Why do I think this is not the first option? Because in the course of research on the topic I came across a rather detailed description of the really first combat tram, which entered the battle, literally in the first hours of the October Uprising. As it is described in the book "Guards of October: Moscow" (Moscow, 1967), in the part concerning:
… The armored car rolled through Moscow almost without noise, without lights, stopping for a short while, giving Pavel Karlovich Sternberg the opportunity to listen to the fragile silence of the night and make notes in his notebook.
The idea to equip a tram protected from bullets dawned on Mikhail Vinogradov just before the uprising. He brought Sternberg to the hotel "Dresden" a sheet with simple drawings and a drawing of an armored car, on board which he wrote his favorite line: "I stand for the truth until the last!" Pavel Karlovich smiled, remembering the words of the dashing merchant Kalashnikov, hid the drawings in his pocket with a vague hope - maybe they will come in handy. Apakov, to whom Sternberg showed a leaflet with Vinogradov's calculations, became interested: - Let's estimate.
There were not enough armor plates in the Zamoskvoretsky tram fleet, barely enough for the driver's cab. They thought and wondered and replaced the armor with wooden frames, covered the piers with sand, tried it: the bullet does not take! At the suggestion of Sternberg, a rotating wheel was installed inside, a machine gun was fixed on it. So the "armored car", as its creators dubbed it, was born, not being very embarrassed by the fact that the role of armor had to be entrusted to 50-millimeter boards.

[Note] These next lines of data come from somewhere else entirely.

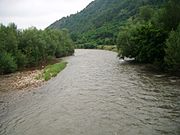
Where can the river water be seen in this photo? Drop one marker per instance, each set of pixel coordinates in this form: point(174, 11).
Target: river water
point(97, 94)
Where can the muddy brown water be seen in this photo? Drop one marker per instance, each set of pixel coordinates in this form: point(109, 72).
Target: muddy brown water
point(96, 94)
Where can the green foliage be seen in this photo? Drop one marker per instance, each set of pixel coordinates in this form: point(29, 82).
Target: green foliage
point(7, 63)
point(150, 42)
point(172, 58)
point(99, 22)
point(31, 47)
point(171, 15)
point(144, 36)
point(52, 70)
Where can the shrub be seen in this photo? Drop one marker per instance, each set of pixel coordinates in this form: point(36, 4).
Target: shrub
point(7, 63)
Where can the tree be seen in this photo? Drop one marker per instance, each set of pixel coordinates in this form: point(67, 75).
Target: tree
point(171, 15)
point(172, 50)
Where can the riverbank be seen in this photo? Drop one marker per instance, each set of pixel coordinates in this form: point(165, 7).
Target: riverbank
point(30, 78)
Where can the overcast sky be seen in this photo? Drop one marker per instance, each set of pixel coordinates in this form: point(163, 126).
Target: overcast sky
point(38, 13)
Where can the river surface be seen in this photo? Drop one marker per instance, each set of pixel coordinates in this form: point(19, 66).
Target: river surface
point(96, 94)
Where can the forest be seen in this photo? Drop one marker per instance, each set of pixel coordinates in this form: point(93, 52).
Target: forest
point(153, 36)
point(147, 30)
point(31, 47)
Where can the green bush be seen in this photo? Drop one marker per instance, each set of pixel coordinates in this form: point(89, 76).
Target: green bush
point(7, 63)
point(172, 57)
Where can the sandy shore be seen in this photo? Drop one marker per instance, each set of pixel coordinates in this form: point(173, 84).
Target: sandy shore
point(20, 80)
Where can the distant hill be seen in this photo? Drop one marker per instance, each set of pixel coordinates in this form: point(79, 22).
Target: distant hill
point(99, 22)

model of Zamoskvoretskaya armored rubber
Near the Crimean bridge, someone was giving light signals from an attic dormer. The red lantern blinked nervously. He blinked now more, now less often, then faded away, so that after a minute he would send again disturbing signals into the darkness of the night.

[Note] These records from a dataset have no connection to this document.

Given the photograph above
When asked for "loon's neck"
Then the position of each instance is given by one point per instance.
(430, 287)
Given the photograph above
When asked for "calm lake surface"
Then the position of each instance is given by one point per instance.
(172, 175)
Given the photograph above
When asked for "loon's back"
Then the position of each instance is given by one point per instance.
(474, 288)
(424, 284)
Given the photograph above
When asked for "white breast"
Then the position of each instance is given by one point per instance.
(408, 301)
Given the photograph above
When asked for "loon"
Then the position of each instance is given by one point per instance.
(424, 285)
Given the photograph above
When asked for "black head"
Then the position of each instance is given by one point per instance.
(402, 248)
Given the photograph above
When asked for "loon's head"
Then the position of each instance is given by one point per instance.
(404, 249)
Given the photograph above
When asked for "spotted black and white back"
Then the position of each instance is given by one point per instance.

- Shall we hit? Apakov asked.
- Hit! - agreed Sternberg.
One could hear how the wheel creaked and turned, and at once the car was filled with steel tremors; the booming echo of a machine-gun burst swept through the air and broke off. The dormer in the attic was hopelessly blind. The red pupil of the lantern has obviously gone out forever …

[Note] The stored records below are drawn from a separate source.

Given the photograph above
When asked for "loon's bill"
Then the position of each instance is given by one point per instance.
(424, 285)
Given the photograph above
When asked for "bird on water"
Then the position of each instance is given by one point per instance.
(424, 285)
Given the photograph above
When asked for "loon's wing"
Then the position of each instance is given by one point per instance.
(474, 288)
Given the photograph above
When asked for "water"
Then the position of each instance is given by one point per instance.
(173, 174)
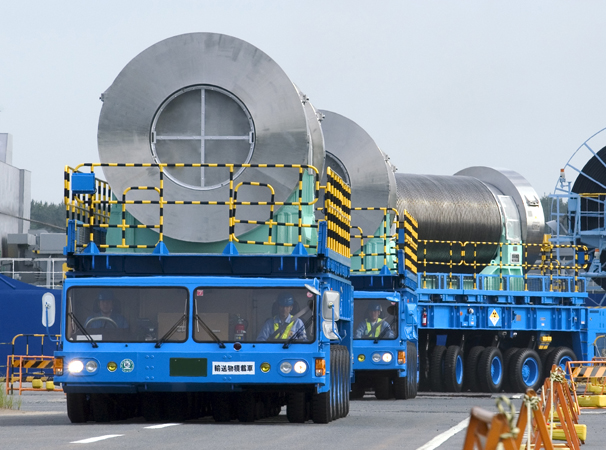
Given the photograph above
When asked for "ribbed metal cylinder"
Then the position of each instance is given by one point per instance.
(451, 208)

The armored car stopped at Smolenskaya Square. Lights shone brightly in a large house on the side of the Arbat. Enemy observers announced the area with sharp, shrill whistles. Shots rang out from the cellars, from the attic of the building dominating the intersection, the fire of "Maxim" cut the air. The rest of the night, blown up, awakened by indiscriminate firing, as if it did not exist. The stray bullets clattered against the armor cap, drummed on the wooden lining of the tram.
So at least two armored cars were built - a wooden one with a Maxim machine gun, and this one, in the photo, with metal armor, but without its own weapons. Behind the levers of the first sample stood Pyotr Lukich Apakov, after whom the Zamoskvoretsky tram park was later named, about the commander of the second option, alas, there is no information, however, maybe he also drove. The armored cars did not play any key role in the battles, but served as a connecting link that united the disparate detachments of the Red Guards into a centrally controlled and unified operating force, breaking through the enemy-controlled areas with a load of weapons, ammunition, and with a landing party too.